After a chaotic period of retooling their dream factories for sound recording, the movies settled in for a heady decade of production. Ironically, war pictures proved the most popular with Universal’s All Quiet On The Western Front winning the Best Picture Oscar. As Hollywood struggled with the fact that many of their greatest silent stars spoke with thick foreign accents or perceivable lisps exaggerated by early microphones, the era of the talent scout was born. Actors with even the most scant résumé made the journey to Hollywood in the hopes of becoming famous. While Broadway experience was still regarded as the golden ticket – many on the Great White Way regarded film as ‘dumb show’ and downgrade from their present artistic stature.

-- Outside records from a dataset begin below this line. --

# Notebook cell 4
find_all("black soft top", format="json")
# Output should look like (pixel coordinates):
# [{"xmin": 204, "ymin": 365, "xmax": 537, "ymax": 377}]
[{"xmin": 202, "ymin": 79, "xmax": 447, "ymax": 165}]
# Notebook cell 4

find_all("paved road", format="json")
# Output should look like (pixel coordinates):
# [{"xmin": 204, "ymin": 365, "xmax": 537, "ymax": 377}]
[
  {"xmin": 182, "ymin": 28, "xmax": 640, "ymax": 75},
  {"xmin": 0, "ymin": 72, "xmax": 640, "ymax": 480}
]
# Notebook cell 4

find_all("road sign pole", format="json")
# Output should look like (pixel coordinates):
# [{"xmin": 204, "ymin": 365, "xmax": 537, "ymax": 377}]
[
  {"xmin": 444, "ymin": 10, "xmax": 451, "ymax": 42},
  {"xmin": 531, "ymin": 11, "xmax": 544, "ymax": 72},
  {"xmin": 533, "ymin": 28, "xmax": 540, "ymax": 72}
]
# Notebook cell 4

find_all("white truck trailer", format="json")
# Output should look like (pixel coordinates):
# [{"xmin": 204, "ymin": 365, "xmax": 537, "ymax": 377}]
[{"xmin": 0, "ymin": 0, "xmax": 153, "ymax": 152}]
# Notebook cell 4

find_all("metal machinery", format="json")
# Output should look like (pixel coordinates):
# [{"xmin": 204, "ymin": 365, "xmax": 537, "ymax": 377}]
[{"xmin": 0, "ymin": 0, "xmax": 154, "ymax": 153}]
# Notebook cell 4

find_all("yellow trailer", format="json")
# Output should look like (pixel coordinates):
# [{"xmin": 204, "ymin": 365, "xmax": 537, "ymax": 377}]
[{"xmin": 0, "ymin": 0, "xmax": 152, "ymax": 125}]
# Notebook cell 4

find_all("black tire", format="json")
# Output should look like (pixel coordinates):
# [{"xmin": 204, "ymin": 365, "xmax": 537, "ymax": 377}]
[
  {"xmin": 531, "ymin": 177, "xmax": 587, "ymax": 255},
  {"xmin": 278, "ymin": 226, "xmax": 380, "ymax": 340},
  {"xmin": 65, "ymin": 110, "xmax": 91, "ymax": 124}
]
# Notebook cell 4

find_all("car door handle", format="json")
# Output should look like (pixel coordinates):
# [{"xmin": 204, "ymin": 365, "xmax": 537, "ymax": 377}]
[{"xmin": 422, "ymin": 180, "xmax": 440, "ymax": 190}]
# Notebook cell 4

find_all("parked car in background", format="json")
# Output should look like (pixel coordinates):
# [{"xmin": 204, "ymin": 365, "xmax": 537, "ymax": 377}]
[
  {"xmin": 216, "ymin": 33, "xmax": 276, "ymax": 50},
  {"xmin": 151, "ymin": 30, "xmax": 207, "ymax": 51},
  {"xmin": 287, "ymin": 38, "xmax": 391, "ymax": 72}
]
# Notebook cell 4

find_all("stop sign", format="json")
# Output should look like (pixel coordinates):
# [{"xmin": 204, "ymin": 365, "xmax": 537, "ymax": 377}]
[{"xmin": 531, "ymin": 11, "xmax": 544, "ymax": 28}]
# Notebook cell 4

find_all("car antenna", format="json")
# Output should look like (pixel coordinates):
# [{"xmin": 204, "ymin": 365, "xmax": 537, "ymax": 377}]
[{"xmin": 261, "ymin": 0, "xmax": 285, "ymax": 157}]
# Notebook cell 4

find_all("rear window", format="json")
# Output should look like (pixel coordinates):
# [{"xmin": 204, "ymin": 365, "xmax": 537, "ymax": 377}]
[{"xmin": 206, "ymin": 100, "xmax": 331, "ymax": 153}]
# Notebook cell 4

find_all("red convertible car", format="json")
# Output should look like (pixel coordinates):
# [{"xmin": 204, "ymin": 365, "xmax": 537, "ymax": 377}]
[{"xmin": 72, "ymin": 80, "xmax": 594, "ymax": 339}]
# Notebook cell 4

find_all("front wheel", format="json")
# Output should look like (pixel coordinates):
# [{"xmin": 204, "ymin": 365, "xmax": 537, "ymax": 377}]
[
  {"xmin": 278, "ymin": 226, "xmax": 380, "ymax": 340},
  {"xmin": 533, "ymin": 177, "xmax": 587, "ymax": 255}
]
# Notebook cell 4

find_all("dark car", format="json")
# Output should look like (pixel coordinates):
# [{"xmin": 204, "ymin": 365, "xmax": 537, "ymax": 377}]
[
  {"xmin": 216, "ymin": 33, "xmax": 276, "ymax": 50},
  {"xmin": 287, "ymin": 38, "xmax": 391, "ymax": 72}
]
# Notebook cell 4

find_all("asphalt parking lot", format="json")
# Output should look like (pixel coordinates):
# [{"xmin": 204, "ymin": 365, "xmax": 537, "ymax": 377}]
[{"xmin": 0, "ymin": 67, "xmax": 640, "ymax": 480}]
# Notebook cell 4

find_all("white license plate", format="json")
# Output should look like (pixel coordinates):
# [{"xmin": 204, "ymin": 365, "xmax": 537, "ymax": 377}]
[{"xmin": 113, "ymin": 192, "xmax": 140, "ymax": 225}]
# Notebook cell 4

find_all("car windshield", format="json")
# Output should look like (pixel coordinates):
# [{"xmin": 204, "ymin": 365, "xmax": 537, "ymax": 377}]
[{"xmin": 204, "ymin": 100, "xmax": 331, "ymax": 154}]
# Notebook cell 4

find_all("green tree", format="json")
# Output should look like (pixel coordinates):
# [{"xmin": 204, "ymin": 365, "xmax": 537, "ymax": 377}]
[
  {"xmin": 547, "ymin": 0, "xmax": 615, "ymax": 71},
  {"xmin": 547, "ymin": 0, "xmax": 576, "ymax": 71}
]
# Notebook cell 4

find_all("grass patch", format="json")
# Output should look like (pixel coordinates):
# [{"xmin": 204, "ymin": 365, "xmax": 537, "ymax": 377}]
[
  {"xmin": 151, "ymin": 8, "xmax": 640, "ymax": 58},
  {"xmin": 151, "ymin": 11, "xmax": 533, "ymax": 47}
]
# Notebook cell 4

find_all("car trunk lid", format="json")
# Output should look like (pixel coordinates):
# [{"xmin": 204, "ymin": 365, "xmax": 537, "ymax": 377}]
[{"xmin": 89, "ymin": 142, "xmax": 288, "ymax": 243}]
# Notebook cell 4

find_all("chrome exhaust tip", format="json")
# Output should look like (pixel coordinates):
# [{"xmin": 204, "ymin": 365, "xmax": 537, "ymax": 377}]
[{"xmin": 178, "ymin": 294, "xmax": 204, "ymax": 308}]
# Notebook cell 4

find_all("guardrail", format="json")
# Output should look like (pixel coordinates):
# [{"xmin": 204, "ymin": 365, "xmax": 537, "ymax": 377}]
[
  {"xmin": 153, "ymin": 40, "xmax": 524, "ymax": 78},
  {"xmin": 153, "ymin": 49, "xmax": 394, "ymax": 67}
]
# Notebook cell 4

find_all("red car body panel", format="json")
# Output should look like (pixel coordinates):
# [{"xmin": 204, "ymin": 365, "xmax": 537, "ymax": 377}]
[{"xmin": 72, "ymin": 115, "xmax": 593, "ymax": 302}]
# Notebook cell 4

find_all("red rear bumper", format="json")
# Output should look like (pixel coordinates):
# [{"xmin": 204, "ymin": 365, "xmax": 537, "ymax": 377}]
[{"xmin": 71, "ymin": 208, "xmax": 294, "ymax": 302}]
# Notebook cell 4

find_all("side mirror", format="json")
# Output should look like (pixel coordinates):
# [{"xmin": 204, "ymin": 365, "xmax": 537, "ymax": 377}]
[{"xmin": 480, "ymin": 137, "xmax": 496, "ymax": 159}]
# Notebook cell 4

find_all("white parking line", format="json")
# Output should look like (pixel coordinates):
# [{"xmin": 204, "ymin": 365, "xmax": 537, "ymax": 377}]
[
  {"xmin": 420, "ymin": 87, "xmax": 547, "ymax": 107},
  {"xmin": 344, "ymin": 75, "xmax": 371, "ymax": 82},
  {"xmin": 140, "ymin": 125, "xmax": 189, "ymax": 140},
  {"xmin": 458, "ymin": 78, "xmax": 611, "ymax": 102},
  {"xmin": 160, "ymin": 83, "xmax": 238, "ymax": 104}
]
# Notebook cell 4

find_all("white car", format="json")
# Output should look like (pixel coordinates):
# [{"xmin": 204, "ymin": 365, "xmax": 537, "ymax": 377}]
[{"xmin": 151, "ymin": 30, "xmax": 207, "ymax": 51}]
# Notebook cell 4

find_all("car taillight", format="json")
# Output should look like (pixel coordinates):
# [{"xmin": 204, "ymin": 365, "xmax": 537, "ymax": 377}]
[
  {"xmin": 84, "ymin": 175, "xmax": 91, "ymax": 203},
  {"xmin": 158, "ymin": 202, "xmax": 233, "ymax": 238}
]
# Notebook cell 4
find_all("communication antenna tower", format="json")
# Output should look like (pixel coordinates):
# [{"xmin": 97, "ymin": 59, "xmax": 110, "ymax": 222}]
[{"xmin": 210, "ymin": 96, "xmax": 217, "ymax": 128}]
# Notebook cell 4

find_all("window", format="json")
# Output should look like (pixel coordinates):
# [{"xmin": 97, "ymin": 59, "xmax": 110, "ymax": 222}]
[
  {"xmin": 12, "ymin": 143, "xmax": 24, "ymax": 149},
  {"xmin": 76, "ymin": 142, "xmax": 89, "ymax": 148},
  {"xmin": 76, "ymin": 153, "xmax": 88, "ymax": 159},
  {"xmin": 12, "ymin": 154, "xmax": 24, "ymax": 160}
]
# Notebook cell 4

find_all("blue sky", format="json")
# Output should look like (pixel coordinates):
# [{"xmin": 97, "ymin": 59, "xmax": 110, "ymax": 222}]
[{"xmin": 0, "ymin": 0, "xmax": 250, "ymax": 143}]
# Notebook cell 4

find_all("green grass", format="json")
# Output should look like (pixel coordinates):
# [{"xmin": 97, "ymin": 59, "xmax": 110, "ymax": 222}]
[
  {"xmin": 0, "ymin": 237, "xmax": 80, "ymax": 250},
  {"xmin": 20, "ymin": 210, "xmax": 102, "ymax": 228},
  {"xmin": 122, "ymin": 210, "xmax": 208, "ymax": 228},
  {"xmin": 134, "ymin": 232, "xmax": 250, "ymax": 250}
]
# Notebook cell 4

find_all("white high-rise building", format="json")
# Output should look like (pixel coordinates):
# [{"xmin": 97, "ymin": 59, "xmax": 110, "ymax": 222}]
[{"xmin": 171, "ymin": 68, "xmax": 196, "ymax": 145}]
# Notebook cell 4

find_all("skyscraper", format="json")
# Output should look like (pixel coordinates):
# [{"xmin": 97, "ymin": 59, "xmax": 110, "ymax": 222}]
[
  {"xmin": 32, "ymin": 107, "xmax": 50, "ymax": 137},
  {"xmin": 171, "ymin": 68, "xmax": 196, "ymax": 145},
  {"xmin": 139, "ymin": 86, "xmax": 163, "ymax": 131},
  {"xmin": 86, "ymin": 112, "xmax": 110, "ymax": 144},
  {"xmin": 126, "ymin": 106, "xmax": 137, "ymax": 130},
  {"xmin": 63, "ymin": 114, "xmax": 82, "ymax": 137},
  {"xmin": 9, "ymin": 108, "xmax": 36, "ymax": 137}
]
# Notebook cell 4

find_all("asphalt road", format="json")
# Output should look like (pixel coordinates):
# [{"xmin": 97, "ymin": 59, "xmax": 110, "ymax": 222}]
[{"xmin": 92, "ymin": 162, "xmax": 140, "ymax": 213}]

Burgeoning new talents were Jean Harlow and John Wayne. Harlow’s inexperience was painfully on display in Howard Hughes’ Hells Angels – though two-strip Technicolor and a harrowing bi-plane action sequence seemed to mask her shortcomings where the public was concerned. Wayne appeared as a western extra and stunt rider, churning out an endless string of ‘B’ movies for Monogram – a poverty row studio. Director John Ford saw something in the lanky young man and recommended him to Raoul Walsh for The Big Trail – a film shot in an experimental widescreen process (a precursor to Cinemascope that would stay buried until the 50s).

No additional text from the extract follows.